Я сделаю серию автопортретов, попробую зафиксировать такое знакомое лицо, которое со временем стало для меня чужим. Хотя сама я не могу как следует себя рассмотреть, глаза посторонних часто кажутся мне стеклянными протезами или даже искажающими лупами. Например, прошлой зимой я неожиданно столкнулась с собственной персоной во франкфуртской картинной галерее, на одном карандашном этюде без названия: художник выставлял его вместе с другими рисунками как простые альбомные наброски. Портрет явно был выполнен по газетным фотографиям, беглым зарисовкам или, самое большее, сделанным наспех эскизам. В его экспрессионистском стиле чувствовалось что-то застывшее, устарелое, и мое лицо, нарисованное крупными штрихами с подчеркнутой энергичностью, казалось вышедшим из Берлина двадцатых. Однако это была все же я — сильно подурневшая, постаревшая на полстолетия и целиком сведенная к соединению неживых форм. Художник никогда не разговаривал со мной лично, мы обменялись лишь парой слов при нечаянной встрече. Возможно, его заинтересовала геометрия лица, но все же не настолько, чтобы он попытался постичь ее глубинный смысл и заинтересовался характером. Этот портрет меня поразил и мне совсем не понравился. На пару минут он даже огорчил меня до такой степени, что я решила пожаловаться, но сразу же представила всю глупость такого поступка, ведь небезразличное отношение к чему-либо равносильно признанию. Не признать этот портрет своим, обойти его молчанием — значит, заронить в каждом зрителя зерно сомнения, которое вскоре превратится в чистое отрицание. Как только я решила, что эта злосчастная картинка изображает не меня, она тотчас перестала изображать меня в моих глазах, а вскоре, вероятно, и в глазах других. Но каковы же будут мои автопортреты?
Ипполита любит ходить пешком и поэтому гуляет по городу извилистыми маршрутами, вышагивая от Шато до самой Бометт. Ницца не живописна, она уже летняя со своими улицами, пропахшими пеплом и солью, своими домами под снос, своими тротуарами вдоль железнодорожных путей, своим небом цвета окиси цинка, своими кафе, всеми своими угловыми кафе, своими тележками, — мостами над черными канавами, — поставленными перед металлическими шторами супермаркетов, своими дворниками, подметающими кожуру и обрывки газет, своими автобусными остановками и своими пальмами. Такова идеальная среда, в которой прохожий может гулять наедине с собой целыми днями, и при этом ничто не заставить блеск его драгоценностей померкнуть и не нарушит порядок его воображаемых богатств. Этот город отличается бесплодностью разграфленной страницы, позволяющей начертить какие угодно архитектурные сооружения.

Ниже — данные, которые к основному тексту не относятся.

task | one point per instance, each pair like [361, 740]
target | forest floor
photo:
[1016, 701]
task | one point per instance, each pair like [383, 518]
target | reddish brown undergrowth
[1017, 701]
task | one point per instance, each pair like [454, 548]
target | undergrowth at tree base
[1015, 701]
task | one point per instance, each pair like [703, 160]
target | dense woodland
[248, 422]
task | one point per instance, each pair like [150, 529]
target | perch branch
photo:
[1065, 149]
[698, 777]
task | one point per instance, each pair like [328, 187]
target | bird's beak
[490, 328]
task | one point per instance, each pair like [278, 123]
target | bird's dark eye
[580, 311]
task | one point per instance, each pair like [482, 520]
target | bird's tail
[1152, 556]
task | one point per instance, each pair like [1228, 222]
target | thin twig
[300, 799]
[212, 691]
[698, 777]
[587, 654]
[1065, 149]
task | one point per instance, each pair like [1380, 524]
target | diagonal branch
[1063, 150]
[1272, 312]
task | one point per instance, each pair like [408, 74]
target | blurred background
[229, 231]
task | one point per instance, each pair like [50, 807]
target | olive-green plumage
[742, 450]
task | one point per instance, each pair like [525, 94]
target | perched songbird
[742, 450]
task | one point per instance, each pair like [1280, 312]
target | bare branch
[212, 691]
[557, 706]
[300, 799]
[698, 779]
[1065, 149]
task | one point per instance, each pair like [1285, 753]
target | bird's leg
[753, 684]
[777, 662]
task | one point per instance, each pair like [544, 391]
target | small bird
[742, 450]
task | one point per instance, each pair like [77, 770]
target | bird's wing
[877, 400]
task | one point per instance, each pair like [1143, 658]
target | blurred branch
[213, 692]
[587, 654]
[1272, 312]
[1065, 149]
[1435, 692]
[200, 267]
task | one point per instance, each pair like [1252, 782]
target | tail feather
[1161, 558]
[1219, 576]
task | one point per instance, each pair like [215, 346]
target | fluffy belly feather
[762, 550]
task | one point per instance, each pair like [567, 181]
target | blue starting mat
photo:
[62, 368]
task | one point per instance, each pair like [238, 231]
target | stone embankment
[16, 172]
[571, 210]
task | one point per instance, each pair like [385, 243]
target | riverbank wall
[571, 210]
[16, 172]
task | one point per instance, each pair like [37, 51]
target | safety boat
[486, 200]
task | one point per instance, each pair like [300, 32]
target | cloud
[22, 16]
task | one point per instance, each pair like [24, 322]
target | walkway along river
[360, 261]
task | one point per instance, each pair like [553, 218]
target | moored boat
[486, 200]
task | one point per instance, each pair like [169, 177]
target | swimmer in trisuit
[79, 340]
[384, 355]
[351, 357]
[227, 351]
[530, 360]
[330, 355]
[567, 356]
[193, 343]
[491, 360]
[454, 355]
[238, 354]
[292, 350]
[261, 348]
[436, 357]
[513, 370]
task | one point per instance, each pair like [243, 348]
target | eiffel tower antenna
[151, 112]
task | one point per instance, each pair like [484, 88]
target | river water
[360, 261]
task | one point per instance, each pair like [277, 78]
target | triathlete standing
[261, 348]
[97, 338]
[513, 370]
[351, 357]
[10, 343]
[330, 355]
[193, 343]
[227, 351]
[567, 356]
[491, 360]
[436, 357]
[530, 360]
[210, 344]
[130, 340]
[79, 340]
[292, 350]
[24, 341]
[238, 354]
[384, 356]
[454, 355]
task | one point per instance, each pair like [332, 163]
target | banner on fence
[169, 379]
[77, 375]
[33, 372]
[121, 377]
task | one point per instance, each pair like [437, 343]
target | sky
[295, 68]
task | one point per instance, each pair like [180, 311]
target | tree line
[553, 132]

27 мая. День моего рождения, веха поступательной и одновременно разрушительной эволюции, краткого и долгого времени меж двух зрелищных цезур, окончательный этап на пути к смерти.
27 мая. Праздник в честь плода, который должен созреть, упасть и сгнить...
27 мая. Возраст не касается меня как негативная проблема, поскольку я каждый день рождаюсь на свет и начинаю все сызнова. Он касается меня лишь как метаморфоза. Всякая метаморфоза — чарующий процесс в непрерывном ряду этапов. Наблюдение за тем, как удлиненная нимфа Пармиджано постепенно превращается в колдунью Ганса Бальдунга Грина, представляет естественное явление, — и не что иное, — которое поражает меня до такой степени, что удивление, изумление в подлинном смысле слова, исключает всякую возможность огорчения. Это как видеть насекомое, вылупливающееся из куколки. Распускающийся лист. Падающий лепесток, коричневый и смятый, который становится полупрозрачным, просвечивающим, гниющим. Видеть, как тает снежинка, шальная звезда. Смотреть микрофотографический фильм о коррозии, проверке волокон на эластичность или молекулярных изменениях, которые вызывает определенная скорость в определенном теле. Каждый этап эволюции энергий — шедевр изобразительного искусства. Что же касается осознания того увядания, которое навязывает мне возраст, оно не в силах задеть гордыню, не сводимую к проявлению вялой суетности.
Итак, 27 мая, случайная, озадачивающая дата, ибо с какой стати цикл моего вынашивания должен был закончиться именно в этот день? Солнце в третьем знаке зодиака, небом правят Кастор и Поллукс, — двусмысленность, двойственность, двуличность и даже сомнительность, — утром четверга, когда атлантический дождь шелестит в каштанах, мать производит меня на свет: перебой стиля и разрыв промежности. Любое рождение - страница Октава Мирбо, переписанная Жоржем Куртелином. Каминные часы бьют сдавленным голосом семь в тот миг, когда я, сдавленная пуповиной, попадаю в большую угловую комнату, в ту минуту, когда прибываю к Атридам вместе с запахом мясной лавки и всеми ужасами родов, — сама по себе ужас, пунцовая и липкая, с головкой, криво зажатой акушерскими щипцами, а доктор Сезар говорит:
— Девочка.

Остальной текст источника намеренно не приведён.